«Il manto del lupo si indossa solo se ci sono gli agnelli». La frase scelta dal procuratore Stefano Musolino nel commentare il blitz che ha nuovamente colpito al cuore la cosca Piromalli pesa come un macigno sul destino e la responsabilità di un’intera comunità, quella di Gioia Tauro. Con queste parole, il magistrato ha denunciato non solo la forza del clan, ma la debolezza – o peggio, la complicità silente – del contesto sociale e istituzionale che ha consentito il ritorno indisturbato del boss Giuseppe Piromalli, detto “Facciazza”, alla guida dell’organizzazione.
Musolino, affiancato dai vertici investigativi, ha sottolineato come l’operazione sia il frutto di un lavoro investigativo certosino, iniziato dal Procuratore Giovanni Bombardieri e Paolo D’Ambrosio e proseguito con una serie di integrazioni, culminate in misure cautelari personali e patrimoniali. Un attacco coordinato, dunque, che ha colpito non solo gli uomini del clan, ma anche i loro patrimoni e il sistema economico deviato che li sosteneva.
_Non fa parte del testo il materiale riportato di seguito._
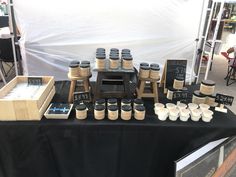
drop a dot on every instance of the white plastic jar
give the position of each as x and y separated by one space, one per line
163 114
173 114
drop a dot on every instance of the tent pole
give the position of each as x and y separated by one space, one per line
214 38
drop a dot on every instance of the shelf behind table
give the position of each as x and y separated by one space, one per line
104 148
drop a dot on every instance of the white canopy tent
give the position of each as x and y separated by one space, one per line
55 33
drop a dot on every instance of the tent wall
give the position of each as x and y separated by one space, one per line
55 33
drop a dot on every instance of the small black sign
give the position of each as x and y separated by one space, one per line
180 95
81 96
224 99
35 81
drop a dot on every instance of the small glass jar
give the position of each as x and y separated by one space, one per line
127 62
126 112
100 61
184 114
211 100
173 114
207 115
143 64
113 112
139 112
84 70
157 107
125 101
81 111
144 71
100 102
198 98
207 87
196 114
154 72
170 106
99 112
178 84
74 70
170 93
137 102
162 114
114 61
112 101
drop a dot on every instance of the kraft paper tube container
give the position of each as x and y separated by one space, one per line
144 72
113 112
207 115
125 101
173 114
207 87
178 84
139 112
196 114
112 101
74 70
99 112
154 72
162 114
198 98
126 112
81 111
184 114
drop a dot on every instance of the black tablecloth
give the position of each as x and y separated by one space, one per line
89 148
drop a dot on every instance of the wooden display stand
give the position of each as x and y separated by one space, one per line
154 88
85 85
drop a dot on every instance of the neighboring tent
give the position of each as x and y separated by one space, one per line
55 33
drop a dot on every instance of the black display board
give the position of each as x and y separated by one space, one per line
174 69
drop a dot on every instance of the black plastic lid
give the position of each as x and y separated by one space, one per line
73 65
112 108
172 89
112 100
126 101
100 56
126 108
140 108
145 67
85 62
99 107
84 65
144 64
114 57
138 101
198 94
155 68
75 62
80 107
100 101
155 65
208 82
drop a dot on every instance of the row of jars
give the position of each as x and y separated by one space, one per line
149 71
183 111
113 110
79 69
114 59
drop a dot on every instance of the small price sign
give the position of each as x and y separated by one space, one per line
224 99
180 95
35 81
81 96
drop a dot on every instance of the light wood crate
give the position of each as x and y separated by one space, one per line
26 109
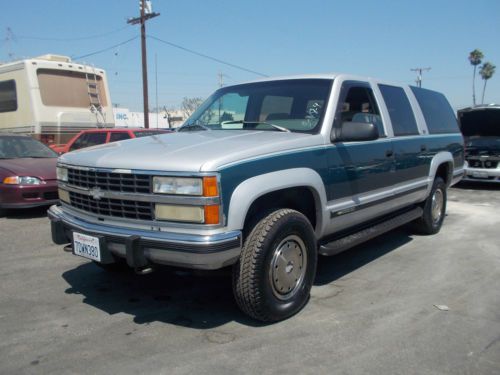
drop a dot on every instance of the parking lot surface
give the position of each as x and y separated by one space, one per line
399 304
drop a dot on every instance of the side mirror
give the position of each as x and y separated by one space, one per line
356 132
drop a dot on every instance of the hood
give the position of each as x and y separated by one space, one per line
202 151
480 121
44 168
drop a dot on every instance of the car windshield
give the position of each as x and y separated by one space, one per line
14 147
296 105
491 143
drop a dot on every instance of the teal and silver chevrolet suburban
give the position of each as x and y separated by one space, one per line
263 177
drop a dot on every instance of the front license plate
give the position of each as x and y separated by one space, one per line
480 174
86 246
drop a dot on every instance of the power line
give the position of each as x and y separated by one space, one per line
104 49
207 57
72 39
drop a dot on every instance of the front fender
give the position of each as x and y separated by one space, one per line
253 188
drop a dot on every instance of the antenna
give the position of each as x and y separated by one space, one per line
419 75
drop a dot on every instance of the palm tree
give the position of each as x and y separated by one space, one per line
475 58
486 72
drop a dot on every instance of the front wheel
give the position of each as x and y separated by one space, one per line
277 266
434 209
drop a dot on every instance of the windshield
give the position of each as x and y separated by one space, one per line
486 143
289 105
484 122
13 147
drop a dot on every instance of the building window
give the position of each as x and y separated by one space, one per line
8 96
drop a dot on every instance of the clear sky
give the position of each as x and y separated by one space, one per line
382 39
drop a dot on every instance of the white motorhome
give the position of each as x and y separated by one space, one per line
52 98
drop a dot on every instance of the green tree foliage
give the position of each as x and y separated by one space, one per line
475 58
487 70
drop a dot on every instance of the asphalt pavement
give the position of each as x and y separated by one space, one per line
399 304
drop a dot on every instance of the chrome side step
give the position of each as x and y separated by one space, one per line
351 240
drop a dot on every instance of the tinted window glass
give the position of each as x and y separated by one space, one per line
80 142
438 113
359 105
8 96
400 112
118 137
88 139
12 147
96 139
297 105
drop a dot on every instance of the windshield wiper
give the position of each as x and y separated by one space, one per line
274 126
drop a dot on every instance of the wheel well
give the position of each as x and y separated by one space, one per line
300 199
444 171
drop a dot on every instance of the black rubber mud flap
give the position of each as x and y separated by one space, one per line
58 235
134 253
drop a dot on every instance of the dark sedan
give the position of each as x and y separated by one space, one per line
27 173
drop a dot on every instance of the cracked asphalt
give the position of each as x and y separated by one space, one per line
399 304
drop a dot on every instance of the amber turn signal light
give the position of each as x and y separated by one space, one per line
210 187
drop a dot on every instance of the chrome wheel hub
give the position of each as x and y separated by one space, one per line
288 267
437 205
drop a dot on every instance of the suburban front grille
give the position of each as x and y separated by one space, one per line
122 182
112 207
487 164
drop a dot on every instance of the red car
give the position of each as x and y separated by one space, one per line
27 173
93 137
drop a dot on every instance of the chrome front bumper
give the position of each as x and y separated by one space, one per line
152 247
482 174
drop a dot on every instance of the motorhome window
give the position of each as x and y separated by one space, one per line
400 111
66 88
437 112
8 96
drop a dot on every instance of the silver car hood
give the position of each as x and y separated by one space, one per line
203 151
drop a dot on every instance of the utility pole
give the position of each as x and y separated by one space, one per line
419 75
221 79
146 14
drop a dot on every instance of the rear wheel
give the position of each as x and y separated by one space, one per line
277 266
434 209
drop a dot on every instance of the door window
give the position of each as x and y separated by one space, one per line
400 111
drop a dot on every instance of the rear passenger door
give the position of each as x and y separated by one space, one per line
409 147
360 168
Ma è sul piano sociale che arriva la riflessione più amara: «Quello che si può registrare – ha detto Musolino – è una mollezza del tessuto sociale gioiese. Sia sul versante imprenditoriale che su quello cittadino. Una permeabilità pericolosa, che come cittadino e come pubblico ministero non posso non rilevare con preoccupazione».
Parole che smascherano una città incapace di reagire, o peggio, rassegnata. Mentre il boss “Facciazza”, tornato dal 41 bis, si riappropriava del suo ruolo di comando, l’intero territorio non ha mostrato né resistenza né indignazione. Anzi, afferma Musolino, «è stato subito riconosciuto quale vertice assoluto», come se il tempo si fosse fermato.


Nel mirino anche il Comune di Gioia Tauro, reo – secondo il magistrato – di aver emesso un comunicato stampa «inutile e vuoto», incapace di esprimere una reale presa di posizione. «Spero – ha aggiunto – che il Comune, dopo aver letto gli atti processuali, possa prendere maggiore coscienza di quelli che sono alcuni problemi che stanno dentro la società gioiese».
Il procuratore ha poi ricordato il valore delle indagini coordinate da Giovanni Bombardieri e il ruolo della Procura di Reggio Calabria, che con l’arrivo del procuratore Borrelli ha potenziato la capacità d’azione, puntando su un’analisi profonda dei fenomeni criminali e sociali.


L’inchiesta, infatti, ha messo a nudo un sistema in cui la criminalità organizzata agisce con sistematicità, intervenendo persino nelle aste giudiziarie, con l’obiettivo di tenere il controllo di ogni leva economica del territorio. La scelta della Procura di rendere pubblico il provvedimento cautelare è un ulteriore gesto di trasparenza, che punta a stimolare la riflessione pubblica.
Quello che emerge dalle parole del magistrato non è solo l’esito di un’indagine, ma il grido di allarme di uno Stato che lavora, sì, ma che non può e non deve restare solo. L’auspicio – e l’appello – è che la società civile, le istituzioni locali, gli imprenditori e i cittadini non si voltino ancora una volta dall’altra parte. Perché – come ha ricordato Musolino – «il lupo può tornare solo se nessuno ha il coraggio di fargli fronte».